BTW, the source of my TFJS model is from "Teachable Machine", with input 96x96 greyscale image for best fit on microcontrollers.

A quick update: 

This is shown after conversion:
fully_quantize: 0, inference_type: 6, input_inference_type: 9, output_inference_type: 9
saving the model!
Conversion complete!

I changed model type from uint8 to int8 and it works better but still gives false predictions, float 32 gives accurate prediction everytime. 

jean-michel.d
ST Employee

Hello,

Thanks to share with us this quick update. Sript to quantize the model seems OK.
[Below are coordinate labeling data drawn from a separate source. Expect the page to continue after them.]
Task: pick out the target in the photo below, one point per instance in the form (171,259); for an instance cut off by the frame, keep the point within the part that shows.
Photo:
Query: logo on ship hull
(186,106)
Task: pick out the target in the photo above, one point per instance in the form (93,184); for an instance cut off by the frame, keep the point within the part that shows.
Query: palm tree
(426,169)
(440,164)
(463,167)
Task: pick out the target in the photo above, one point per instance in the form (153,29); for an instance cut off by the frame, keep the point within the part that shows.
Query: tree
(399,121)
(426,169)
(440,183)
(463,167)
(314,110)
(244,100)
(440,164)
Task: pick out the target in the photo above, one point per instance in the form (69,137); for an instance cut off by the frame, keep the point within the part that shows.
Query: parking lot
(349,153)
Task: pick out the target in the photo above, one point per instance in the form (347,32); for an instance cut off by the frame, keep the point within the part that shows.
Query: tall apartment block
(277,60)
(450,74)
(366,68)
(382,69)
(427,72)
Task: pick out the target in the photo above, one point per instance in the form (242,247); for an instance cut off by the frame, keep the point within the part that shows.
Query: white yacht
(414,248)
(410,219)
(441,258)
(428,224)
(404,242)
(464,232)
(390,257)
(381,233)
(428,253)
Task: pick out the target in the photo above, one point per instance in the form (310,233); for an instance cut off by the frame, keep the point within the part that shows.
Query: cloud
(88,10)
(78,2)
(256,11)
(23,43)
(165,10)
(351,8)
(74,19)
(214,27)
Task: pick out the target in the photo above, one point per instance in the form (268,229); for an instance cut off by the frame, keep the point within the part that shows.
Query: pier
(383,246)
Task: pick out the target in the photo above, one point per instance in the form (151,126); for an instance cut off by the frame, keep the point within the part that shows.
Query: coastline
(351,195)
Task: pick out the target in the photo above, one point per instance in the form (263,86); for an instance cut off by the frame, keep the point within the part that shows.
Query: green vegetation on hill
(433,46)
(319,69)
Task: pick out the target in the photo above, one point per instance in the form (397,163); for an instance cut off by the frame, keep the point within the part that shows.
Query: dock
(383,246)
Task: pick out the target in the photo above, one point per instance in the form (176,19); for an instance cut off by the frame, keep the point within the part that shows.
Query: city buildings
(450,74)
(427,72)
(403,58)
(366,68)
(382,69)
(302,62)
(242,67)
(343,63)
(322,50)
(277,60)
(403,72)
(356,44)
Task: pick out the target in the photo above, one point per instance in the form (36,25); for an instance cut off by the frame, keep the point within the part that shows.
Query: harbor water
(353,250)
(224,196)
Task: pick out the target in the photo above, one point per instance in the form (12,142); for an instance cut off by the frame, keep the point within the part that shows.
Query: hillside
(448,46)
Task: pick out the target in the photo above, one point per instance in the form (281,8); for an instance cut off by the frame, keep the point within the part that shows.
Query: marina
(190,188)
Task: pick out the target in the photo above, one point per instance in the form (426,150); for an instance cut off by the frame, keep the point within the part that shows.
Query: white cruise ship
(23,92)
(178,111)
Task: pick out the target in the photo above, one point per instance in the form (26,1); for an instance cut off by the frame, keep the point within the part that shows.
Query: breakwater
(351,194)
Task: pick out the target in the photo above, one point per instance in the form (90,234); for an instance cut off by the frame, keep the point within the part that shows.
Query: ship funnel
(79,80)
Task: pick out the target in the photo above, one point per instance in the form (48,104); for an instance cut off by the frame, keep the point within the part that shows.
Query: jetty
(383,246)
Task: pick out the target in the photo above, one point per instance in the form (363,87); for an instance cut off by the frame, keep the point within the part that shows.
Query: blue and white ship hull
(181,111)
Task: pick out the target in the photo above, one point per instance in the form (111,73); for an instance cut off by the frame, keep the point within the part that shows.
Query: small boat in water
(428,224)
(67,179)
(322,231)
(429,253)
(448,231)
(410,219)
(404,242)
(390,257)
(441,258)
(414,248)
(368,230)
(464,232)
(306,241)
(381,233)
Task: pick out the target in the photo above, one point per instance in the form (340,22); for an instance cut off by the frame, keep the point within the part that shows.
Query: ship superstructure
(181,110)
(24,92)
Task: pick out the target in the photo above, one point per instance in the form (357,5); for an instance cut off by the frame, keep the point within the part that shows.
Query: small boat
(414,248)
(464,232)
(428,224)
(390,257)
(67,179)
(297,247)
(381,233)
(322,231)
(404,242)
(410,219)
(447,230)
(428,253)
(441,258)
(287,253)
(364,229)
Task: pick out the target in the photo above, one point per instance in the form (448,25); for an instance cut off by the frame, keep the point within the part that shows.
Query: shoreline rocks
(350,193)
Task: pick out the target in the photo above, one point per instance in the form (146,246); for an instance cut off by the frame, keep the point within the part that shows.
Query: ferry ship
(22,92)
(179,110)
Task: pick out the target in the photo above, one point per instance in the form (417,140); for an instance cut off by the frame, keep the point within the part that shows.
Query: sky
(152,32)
I suppose that when you change the model type from uint8 to int8, this is just the inference_inout/output_type parameters. If yes, normally this should be not impacted the final results. How you evaluate the quantized model vs original model?

Perhaps some tips:

- This is certaintly the case here, but for the data which are used to quantize the model it is important to use the same normalization process (here, normalization beetween [0,1[) which is used during the training of the original model.

- To facilitate the evaluation of the quantized model vs floating point model offline (on PC), in a fist time, we can keep the inference_input/output_type in float allowing to use directly w/o additional steps of quantization/dequantization the same preprocessing and post-processing to evaluate both models.